EINES HEIMKEHRERS LETZTER GANG
Ein Plankner, der nach Amerika ausgewandert war, kehrte nach langen Jahren
wieder in die Heimat zurück. Im Nendler Gasthaus machte er einen
letzten Halt, um sich zu stärken, bevor er dem Heimat-dorfe zuschritt,
und er freute sich auf das Wiedersehen. Als er beim Zahlen seine vollgespickte
Geldbörse zog, beobachtete ihn ein anderer Gast und beschloss, ihn
zu ermorden und auszurauben.
Es war schon dunkle Nacht geworden, und ahnungslos machte sich der Plankner
auf den Weg. Im Walde beim "Langen Rank" ober dem Bache knallte
ein Schuss, und tödlich getroffen sank der Mann zusammen, der seinem
Glück schon so nahe gewesen war. Am anderen Tage fand man ihn ausgeplündert
in einer Mulde, ein Stück unterhalb des Weges.
Der Mörder aber wurde nie ausgeforscht, und die Tat blieb unge-sühnt.
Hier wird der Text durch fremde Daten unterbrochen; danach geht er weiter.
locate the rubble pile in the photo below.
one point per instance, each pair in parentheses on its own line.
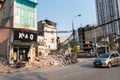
(48,61)
(4,67)
(38,63)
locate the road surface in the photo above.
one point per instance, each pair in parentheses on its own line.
(83,70)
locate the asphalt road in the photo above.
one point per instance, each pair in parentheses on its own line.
(83,70)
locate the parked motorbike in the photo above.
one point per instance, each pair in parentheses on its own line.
(19,64)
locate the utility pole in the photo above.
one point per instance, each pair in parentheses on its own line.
(74,55)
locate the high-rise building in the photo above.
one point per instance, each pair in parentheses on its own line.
(18,28)
(107,11)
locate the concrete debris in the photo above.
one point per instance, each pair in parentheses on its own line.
(48,61)
(39,63)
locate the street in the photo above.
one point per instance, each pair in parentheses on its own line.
(83,70)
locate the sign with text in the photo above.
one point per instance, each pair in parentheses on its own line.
(25,36)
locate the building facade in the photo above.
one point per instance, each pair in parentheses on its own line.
(107,11)
(47,36)
(19,27)
(88,37)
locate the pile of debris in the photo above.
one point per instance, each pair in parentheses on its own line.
(4,67)
(48,61)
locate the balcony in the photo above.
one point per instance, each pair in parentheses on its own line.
(27,2)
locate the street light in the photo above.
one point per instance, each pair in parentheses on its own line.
(73,33)
(73,25)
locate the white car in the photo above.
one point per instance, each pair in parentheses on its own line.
(107,60)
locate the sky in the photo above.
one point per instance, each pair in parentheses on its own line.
(63,11)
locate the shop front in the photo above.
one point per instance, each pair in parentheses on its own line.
(23,46)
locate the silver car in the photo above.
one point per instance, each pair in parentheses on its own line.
(107,60)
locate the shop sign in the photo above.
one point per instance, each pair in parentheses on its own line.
(25,36)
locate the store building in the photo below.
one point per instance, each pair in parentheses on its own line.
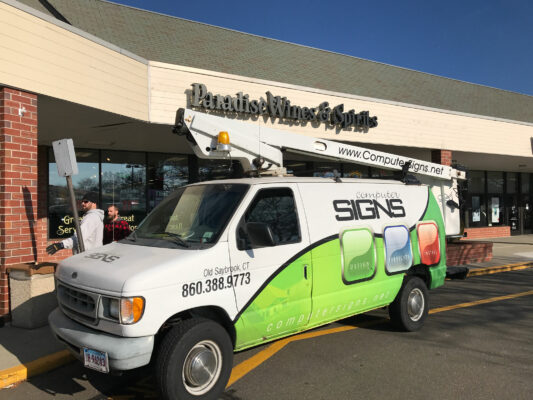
(111,78)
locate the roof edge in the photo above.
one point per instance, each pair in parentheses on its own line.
(54,21)
(317,49)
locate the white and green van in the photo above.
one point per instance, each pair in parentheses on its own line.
(221,266)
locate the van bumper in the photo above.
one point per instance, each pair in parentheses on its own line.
(124,353)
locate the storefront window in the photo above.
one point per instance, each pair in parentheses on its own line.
(166,172)
(477,215)
(495,192)
(512,182)
(495,182)
(525,203)
(60,216)
(124,184)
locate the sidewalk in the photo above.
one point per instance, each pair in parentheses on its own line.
(28,352)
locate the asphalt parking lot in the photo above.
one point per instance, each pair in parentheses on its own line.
(476,344)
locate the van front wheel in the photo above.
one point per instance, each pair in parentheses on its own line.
(194,360)
(410,308)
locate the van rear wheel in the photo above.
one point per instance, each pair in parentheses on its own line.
(194,360)
(410,308)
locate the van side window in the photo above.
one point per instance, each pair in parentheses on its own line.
(277,209)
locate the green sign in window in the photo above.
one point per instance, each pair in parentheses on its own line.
(358,255)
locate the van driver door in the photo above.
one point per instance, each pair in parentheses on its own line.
(272,284)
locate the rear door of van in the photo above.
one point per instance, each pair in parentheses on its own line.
(346,223)
(273,291)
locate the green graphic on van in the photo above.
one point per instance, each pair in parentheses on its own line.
(358,255)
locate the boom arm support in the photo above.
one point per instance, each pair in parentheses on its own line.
(252,141)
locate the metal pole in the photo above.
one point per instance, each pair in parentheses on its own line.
(81,247)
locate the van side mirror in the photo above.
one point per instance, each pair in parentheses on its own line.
(260,234)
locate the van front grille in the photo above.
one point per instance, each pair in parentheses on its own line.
(78,304)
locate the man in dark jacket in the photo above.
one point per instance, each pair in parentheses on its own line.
(115,227)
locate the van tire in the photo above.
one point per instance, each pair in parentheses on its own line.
(410,308)
(193,342)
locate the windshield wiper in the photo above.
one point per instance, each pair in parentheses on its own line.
(177,239)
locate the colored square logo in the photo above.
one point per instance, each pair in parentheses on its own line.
(398,252)
(428,242)
(358,255)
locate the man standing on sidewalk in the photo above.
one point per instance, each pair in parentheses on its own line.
(91,226)
(115,228)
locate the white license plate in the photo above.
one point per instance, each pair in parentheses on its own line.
(96,360)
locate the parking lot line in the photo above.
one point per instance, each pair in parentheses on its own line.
(499,268)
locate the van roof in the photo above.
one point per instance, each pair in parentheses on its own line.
(291,179)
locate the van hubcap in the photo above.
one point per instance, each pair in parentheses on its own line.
(202,367)
(415,304)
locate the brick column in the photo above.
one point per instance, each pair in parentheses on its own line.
(19,236)
(443,157)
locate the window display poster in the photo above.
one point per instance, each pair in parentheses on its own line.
(495,205)
(476,211)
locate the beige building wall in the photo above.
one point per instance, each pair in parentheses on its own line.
(399,124)
(52,59)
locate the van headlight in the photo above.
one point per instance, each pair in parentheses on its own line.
(127,310)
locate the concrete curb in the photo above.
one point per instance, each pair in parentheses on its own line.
(14,375)
(499,268)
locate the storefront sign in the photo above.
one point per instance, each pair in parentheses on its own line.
(63,227)
(280,107)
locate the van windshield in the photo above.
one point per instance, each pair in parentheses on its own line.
(191,217)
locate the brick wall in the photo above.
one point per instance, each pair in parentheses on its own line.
(443,157)
(487,232)
(461,253)
(18,184)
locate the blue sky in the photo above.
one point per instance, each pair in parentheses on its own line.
(485,42)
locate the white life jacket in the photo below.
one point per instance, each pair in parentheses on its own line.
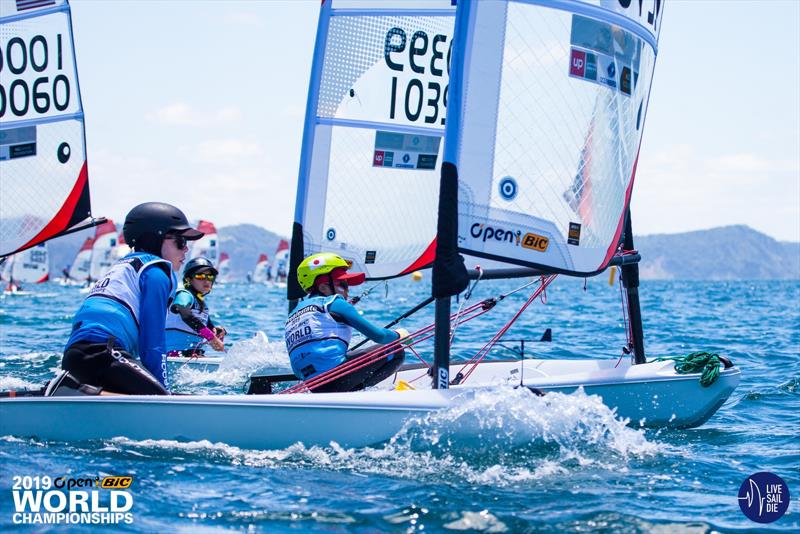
(179,335)
(311,323)
(121,282)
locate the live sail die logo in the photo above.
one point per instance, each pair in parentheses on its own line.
(764,497)
(94,500)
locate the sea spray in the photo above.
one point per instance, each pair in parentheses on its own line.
(498,437)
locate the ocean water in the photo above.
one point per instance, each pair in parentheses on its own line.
(551,464)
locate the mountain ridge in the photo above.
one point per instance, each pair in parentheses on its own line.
(735,252)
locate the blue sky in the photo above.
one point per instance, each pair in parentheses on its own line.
(201,104)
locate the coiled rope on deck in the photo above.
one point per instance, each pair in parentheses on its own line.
(705,363)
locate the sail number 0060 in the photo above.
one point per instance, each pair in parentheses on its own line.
(425,56)
(17,57)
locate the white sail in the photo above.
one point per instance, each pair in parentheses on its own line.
(122,249)
(208,245)
(44,190)
(280,263)
(105,241)
(262,272)
(224,267)
(372,145)
(81,265)
(547,107)
(31,265)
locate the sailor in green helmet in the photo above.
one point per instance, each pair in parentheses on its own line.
(188,323)
(319,329)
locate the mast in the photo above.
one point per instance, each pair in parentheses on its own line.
(449,274)
(630,279)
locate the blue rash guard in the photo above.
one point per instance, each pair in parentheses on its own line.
(318,334)
(100,318)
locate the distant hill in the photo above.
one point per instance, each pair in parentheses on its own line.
(244,243)
(726,253)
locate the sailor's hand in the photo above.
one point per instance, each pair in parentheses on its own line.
(217,344)
(403,333)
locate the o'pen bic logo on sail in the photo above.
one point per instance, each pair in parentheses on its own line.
(42,500)
(764,497)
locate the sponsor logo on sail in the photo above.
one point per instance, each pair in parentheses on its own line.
(531,241)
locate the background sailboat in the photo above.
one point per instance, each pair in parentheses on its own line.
(103,248)
(80,269)
(44,192)
(208,245)
(280,267)
(262,273)
(224,268)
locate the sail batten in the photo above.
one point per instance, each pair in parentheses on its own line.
(546,116)
(373,141)
(44,192)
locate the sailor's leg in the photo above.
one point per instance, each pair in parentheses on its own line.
(365,377)
(112,369)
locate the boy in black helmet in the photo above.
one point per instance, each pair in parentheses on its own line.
(188,322)
(123,316)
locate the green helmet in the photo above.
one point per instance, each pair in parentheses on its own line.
(318,264)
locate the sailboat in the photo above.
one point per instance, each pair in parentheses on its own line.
(262,273)
(81,266)
(122,249)
(224,268)
(280,267)
(208,245)
(31,266)
(375,121)
(103,248)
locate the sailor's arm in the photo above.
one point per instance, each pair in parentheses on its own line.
(155,287)
(348,313)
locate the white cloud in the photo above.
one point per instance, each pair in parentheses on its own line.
(680,189)
(182,114)
(223,149)
(242,19)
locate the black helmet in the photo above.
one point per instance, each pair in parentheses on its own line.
(198,264)
(147,224)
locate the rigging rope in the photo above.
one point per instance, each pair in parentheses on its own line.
(481,354)
(705,363)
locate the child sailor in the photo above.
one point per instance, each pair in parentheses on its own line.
(188,324)
(319,329)
(117,340)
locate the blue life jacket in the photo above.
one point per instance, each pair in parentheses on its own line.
(113,304)
(315,340)
(180,335)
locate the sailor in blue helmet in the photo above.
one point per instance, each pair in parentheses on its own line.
(117,341)
(188,322)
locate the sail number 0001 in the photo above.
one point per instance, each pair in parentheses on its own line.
(17,57)
(425,55)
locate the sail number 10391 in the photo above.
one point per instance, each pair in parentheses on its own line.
(19,61)
(423,95)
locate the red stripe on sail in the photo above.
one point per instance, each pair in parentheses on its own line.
(61,221)
(424,260)
(613,248)
(105,228)
(207,227)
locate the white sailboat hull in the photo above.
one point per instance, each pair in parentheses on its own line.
(650,395)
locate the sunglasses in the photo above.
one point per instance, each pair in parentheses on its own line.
(180,241)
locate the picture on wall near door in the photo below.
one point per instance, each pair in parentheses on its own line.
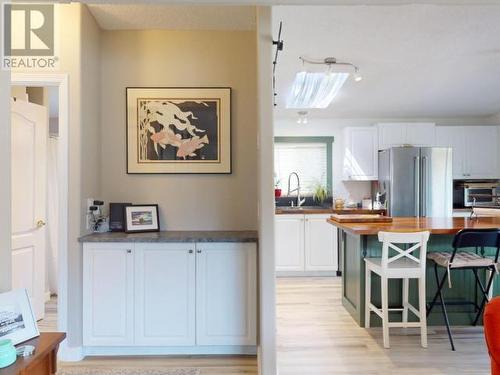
(178,130)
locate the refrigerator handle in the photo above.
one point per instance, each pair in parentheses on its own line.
(424,186)
(416,161)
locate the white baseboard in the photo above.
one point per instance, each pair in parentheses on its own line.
(158,350)
(70,354)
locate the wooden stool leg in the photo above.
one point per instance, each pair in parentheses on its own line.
(422,311)
(368,294)
(406,288)
(385,311)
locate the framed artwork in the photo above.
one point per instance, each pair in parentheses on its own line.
(17,320)
(142,218)
(178,130)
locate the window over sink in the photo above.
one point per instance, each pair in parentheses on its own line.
(309,157)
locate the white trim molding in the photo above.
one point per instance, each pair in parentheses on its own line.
(60,81)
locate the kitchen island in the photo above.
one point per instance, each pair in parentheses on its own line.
(359,240)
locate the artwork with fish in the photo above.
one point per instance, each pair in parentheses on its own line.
(172,128)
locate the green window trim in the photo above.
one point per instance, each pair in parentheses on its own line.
(329,152)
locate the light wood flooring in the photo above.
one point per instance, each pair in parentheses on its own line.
(316,336)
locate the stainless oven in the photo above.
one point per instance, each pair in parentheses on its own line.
(480,194)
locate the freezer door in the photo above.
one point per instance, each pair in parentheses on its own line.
(405,181)
(436,182)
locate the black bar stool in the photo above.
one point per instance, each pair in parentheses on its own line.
(466,238)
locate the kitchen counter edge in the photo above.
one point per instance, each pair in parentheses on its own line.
(172,236)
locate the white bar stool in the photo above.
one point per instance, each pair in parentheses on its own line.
(398,263)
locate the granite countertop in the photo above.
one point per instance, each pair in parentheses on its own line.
(326,210)
(435,225)
(173,236)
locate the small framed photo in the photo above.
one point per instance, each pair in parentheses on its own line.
(142,218)
(17,320)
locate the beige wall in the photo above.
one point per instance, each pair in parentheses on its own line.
(183,58)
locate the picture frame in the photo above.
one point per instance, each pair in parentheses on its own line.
(142,218)
(17,320)
(178,130)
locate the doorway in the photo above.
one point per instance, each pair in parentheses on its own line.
(52,89)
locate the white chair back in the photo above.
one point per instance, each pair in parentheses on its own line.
(417,240)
Durch viele Jahre geschah es, dass Wanderer, die am Jahrtage der Tat auf
dem Fussweg von Nendeln nach Planken gingen, im Walde nicht weiterkonnten.
Sie sahen eine dunkle Wand vor sich und hörten einen Knall, begleitet
von einem Feuerstrahl. Dann erst konnten sie den Heimweg fortsetzen.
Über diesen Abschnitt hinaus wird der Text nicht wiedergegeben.